The next entry points to ntdll.dll. This may be useful. It should not be necessary to know this address for the final shellcode but, we can note it’s location in the list.

Figure 14: The Second LDR Data Table Entry points to ntdll.dll

Figure 14: The Second LDR Data Table Entry points to ntdll.dll

To look at the next entry in the list, we need to evaluate the address of the next entry. The first element of the LDR_DATA_TABLE_ENTRY structure is a doubly-linked list. To find the FLink, we just need to find evaluate the pointer, then we can look at the next entry. The commands to do this are:

? poi(00000000003c34e0)
dt _LDR_DATA_TABLE_ENTRY poi(00000000003c35f0)
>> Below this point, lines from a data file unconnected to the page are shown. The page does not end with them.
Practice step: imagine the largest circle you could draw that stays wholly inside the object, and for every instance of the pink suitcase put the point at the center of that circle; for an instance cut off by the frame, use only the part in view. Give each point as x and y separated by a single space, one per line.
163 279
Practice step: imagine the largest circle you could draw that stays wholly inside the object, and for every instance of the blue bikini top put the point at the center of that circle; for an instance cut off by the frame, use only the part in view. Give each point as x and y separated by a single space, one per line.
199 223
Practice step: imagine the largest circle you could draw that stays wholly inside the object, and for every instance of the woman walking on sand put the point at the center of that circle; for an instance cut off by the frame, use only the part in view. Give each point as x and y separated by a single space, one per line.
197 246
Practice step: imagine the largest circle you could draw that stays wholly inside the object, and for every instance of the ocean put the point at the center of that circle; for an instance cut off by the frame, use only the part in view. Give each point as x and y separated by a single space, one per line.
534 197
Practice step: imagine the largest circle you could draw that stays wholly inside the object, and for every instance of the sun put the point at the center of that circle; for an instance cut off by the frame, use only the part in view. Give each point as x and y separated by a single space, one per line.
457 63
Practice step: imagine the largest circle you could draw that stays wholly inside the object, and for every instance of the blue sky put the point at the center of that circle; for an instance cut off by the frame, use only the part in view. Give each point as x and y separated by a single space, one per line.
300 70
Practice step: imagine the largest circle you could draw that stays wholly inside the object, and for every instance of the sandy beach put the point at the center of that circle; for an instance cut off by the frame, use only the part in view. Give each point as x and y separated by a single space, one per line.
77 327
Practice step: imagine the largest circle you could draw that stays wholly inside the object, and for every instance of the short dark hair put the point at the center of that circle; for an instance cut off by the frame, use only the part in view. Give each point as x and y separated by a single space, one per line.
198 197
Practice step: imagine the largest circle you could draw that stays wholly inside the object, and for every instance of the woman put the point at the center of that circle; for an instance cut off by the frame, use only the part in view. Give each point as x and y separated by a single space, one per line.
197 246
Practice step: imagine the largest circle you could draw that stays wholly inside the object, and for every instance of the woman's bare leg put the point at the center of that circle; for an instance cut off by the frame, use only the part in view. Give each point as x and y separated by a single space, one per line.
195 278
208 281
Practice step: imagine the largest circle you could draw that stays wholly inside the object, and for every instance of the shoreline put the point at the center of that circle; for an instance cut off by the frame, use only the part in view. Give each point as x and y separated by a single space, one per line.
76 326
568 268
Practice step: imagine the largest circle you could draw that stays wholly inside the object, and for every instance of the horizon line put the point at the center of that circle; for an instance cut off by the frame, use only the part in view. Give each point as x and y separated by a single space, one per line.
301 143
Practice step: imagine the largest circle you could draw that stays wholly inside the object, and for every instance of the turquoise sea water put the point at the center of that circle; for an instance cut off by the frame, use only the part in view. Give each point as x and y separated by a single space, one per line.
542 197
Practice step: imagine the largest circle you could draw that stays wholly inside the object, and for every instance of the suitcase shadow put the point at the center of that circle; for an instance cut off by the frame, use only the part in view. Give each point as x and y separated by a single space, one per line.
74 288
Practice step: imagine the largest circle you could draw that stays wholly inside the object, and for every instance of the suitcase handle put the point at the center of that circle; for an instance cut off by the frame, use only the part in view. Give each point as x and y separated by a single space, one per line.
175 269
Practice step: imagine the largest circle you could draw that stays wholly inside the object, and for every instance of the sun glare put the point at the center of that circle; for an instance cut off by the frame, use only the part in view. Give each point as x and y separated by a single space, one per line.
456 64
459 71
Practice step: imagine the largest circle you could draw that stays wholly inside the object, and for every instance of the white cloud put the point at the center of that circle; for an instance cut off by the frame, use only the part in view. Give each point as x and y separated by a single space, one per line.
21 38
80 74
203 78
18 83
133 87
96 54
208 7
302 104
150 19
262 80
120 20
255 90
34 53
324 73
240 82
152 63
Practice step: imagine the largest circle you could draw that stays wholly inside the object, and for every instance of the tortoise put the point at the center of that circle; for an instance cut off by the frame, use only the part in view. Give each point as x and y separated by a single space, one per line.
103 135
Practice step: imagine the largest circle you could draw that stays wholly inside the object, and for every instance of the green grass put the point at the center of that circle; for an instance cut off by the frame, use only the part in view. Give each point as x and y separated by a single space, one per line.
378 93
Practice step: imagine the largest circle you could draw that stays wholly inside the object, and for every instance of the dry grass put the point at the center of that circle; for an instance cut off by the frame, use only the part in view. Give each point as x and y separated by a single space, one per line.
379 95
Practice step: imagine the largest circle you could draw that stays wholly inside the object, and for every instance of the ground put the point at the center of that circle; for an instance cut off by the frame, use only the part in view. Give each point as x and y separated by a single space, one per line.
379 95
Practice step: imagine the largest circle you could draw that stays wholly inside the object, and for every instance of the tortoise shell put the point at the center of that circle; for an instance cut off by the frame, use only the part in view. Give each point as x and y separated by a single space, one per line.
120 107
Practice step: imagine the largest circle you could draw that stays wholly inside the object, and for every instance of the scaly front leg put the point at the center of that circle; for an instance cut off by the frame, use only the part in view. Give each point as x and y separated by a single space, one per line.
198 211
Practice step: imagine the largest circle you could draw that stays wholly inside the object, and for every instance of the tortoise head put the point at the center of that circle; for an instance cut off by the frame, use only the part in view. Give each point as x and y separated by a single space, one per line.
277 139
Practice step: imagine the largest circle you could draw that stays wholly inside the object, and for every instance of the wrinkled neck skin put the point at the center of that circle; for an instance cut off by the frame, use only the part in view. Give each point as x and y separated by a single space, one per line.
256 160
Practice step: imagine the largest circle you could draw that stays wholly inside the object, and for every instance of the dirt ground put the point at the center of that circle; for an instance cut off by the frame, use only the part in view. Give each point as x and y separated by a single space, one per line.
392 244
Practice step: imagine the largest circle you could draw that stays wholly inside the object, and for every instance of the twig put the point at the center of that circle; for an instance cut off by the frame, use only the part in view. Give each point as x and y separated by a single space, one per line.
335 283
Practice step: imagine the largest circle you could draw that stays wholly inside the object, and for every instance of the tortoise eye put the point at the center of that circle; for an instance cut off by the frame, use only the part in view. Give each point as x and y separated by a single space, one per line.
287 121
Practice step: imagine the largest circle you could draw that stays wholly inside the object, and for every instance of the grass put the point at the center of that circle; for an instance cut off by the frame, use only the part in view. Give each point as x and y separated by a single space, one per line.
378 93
Excellent, we found the entry for kernel32.dll.

Figure 15: The Third LDR Data Table Entry points to kernel32.dll

Figure 15: The Third LDR Data Table Entry points to kernel32.dll

Putting It All Together

Now that we know how to find the LDR Data Table entry that contains the details for the kernel32.dll module, it is time to write some Assembly that will duplicate what we did in the previous section so that we can locate and store the base address of kernel32 so that it can be used to locate Win32 APIs.
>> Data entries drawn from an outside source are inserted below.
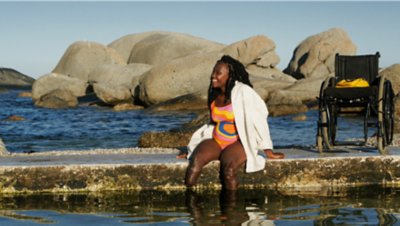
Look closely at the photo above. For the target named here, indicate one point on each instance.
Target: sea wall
(140, 171)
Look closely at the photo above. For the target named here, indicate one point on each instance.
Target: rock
(11, 77)
(264, 86)
(175, 138)
(126, 107)
(82, 57)
(393, 74)
(113, 95)
(161, 48)
(315, 56)
(3, 150)
(58, 98)
(252, 50)
(49, 82)
(178, 77)
(125, 44)
(194, 101)
(307, 90)
(118, 75)
(268, 73)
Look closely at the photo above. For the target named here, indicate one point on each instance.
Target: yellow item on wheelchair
(356, 83)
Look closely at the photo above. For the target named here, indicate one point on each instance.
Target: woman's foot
(274, 155)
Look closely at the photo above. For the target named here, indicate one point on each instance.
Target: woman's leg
(205, 152)
(232, 157)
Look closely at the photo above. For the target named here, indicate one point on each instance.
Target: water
(353, 206)
(96, 127)
(89, 127)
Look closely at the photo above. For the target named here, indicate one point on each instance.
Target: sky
(34, 35)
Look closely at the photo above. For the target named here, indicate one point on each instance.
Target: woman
(237, 130)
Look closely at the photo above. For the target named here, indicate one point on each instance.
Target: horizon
(38, 33)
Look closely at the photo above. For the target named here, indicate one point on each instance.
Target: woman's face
(220, 76)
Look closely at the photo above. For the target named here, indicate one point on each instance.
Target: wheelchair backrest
(357, 66)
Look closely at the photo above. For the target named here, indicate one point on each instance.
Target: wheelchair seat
(376, 99)
(351, 93)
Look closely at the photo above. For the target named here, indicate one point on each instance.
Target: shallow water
(354, 206)
(89, 127)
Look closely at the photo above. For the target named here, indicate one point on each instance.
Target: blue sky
(34, 35)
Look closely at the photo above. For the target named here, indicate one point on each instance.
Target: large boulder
(112, 95)
(82, 57)
(191, 74)
(315, 56)
(393, 74)
(125, 44)
(161, 48)
(257, 49)
(53, 81)
(117, 81)
(11, 77)
(58, 98)
(193, 101)
(264, 86)
(118, 75)
(178, 77)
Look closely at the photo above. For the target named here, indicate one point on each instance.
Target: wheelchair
(374, 101)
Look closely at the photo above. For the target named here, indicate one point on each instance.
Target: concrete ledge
(138, 169)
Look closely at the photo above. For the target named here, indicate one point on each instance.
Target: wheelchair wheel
(385, 115)
(324, 121)
(388, 113)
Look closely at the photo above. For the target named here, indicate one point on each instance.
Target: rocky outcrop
(125, 44)
(191, 74)
(178, 77)
(11, 77)
(257, 49)
(161, 48)
(53, 81)
(58, 98)
(112, 95)
(81, 58)
(315, 56)
(194, 101)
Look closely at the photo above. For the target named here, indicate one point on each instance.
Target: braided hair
(237, 72)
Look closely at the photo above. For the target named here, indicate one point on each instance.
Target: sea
(92, 127)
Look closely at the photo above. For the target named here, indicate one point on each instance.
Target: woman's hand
(273, 155)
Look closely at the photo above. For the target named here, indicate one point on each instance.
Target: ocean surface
(89, 127)
(351, 206)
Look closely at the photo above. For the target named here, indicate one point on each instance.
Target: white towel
(251, 115)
We begin by listing the steps we performed in WinDBG to find the base address of kernel32.

  1. Find the address of the PEB structure.
  2. Find the address of the PEB_LDR_DATA structure.
  3. Find the address of the InMemoryOrderModuleList list.
  4. Iterate to the third InMemoryOrderModuleList entry.
  5. Store the base address of kernel32.dll.

With this basic list of tasks we will begin to assemble some Assembly (heh…) to accomplish the required tasks.
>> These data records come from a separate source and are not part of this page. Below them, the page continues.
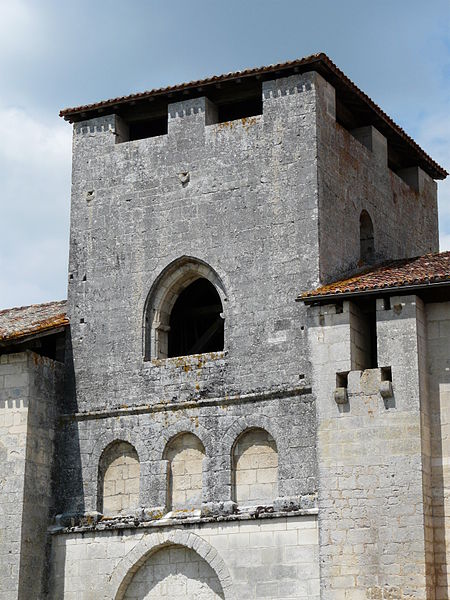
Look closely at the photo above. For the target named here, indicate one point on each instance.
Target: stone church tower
(244, 396)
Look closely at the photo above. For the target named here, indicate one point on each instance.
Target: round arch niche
(185, 311)
(174, 571)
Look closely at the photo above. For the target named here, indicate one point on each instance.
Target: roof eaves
(368, 291)
(437, 171)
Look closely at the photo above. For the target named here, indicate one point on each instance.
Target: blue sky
(58, 54)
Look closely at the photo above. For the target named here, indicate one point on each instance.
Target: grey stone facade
(262, 207)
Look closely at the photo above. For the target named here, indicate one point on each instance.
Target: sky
(57, 54)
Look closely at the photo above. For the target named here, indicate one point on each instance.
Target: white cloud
(35, 197)
(434, 136)
(18, 22)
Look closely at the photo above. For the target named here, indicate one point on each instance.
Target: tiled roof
(421, 270)
(23, 321)
(360, 102)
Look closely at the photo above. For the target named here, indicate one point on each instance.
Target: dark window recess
(342, 379)
(369, 323)
(139, 130)
(366, 238)
(195, 322)
(239, 109)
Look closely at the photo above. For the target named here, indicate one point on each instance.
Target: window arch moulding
(163, 296)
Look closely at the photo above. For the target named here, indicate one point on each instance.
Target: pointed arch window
(185, 311)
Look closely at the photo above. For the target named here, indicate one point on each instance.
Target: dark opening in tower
(196, 322)
(366, 239)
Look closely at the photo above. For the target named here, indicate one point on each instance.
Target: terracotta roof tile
(19, 322)
(320, 62)
(421, 270)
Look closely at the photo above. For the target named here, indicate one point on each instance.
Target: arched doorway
(174, 571)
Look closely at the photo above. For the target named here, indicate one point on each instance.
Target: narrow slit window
(366, 239)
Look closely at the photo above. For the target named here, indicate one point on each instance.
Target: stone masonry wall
(247, 208)
(29, 386)
(373, 481)
(271, 558)
(353, 177)
(438, 364)
(290, 421)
1: Find the Address of the PEB Structure

According to the Wikipedia article on the Thread Information Block is stored in the gs register and the PEB is located at an offset of 0x60. With this information, the following Assembly instruction should store the address of the PEB in the RAX register:

mov rax, [gs:0x60]

2: Find the Address of the PEB_LDR_DATA Structure

The PEB_LDR_DATA structure is located at an offset of 0x18 from the base address of the PEB. The following instruction should store the address of the PEB_LDR_DATA structure in the RAX register.

mov rax, [rax+0x18]

3: Find the Address of the InMemoryOrderModuleList list

The InMemoryOrderModuleList is at the offset of 0x20 of the PEB_LDR_DATA structure. The following assembly will store the address in the RAX register:

mov rax, [rax+0x20]

4: Iterate to the Third InMemoryOrderModuleList Entry

The InMemoryOrderModuleList is a doubly-linked list. The first element of each list is the FLink, so we can use this to quickly iterate to the 3rd entry in the list by loading the first pointer twice. The following code will leave the address of the third entry in the RAX register:

mov rax, [rax]
mov rax, [rax]

5: Save the Base Address of Kernel32

The final step is to save the base address of kernel32.dll somewhere so that we can use it later to retrieve other Win32 functions. According to Microsoft’s x64 Calling Convention the R12-R15 registers are Caller/Callee Saved registers. This means that we should be able to reserve one of these registers to store the base address of kernel32.dll for the remainder of our shellcode. The base address is found at an offset of 0x20 from the beginning of the list entry. The code to store the base address in the R12 register is:

mov r12, [rax+0x20]

The Complete Assembly

Putting it all together, the assembly program to find the base address of kernel32.dll and store it in the R12 register is as follows:

1
2
3
4
5
6
7
8
9
10
11
12
13
[SECTION .text]

BITS 64

global _start

_start:
    mov rax, [gs:0x60]
    mov rax, [rax+0x18]
    mov rax, [rax+0x20]
    mov rax, [rax]
    mov rax, [rax]
    mov r12, [rax+0x20]

As you can see in Figure 16, the base address of kernel32.dll has been stored successfully in R12.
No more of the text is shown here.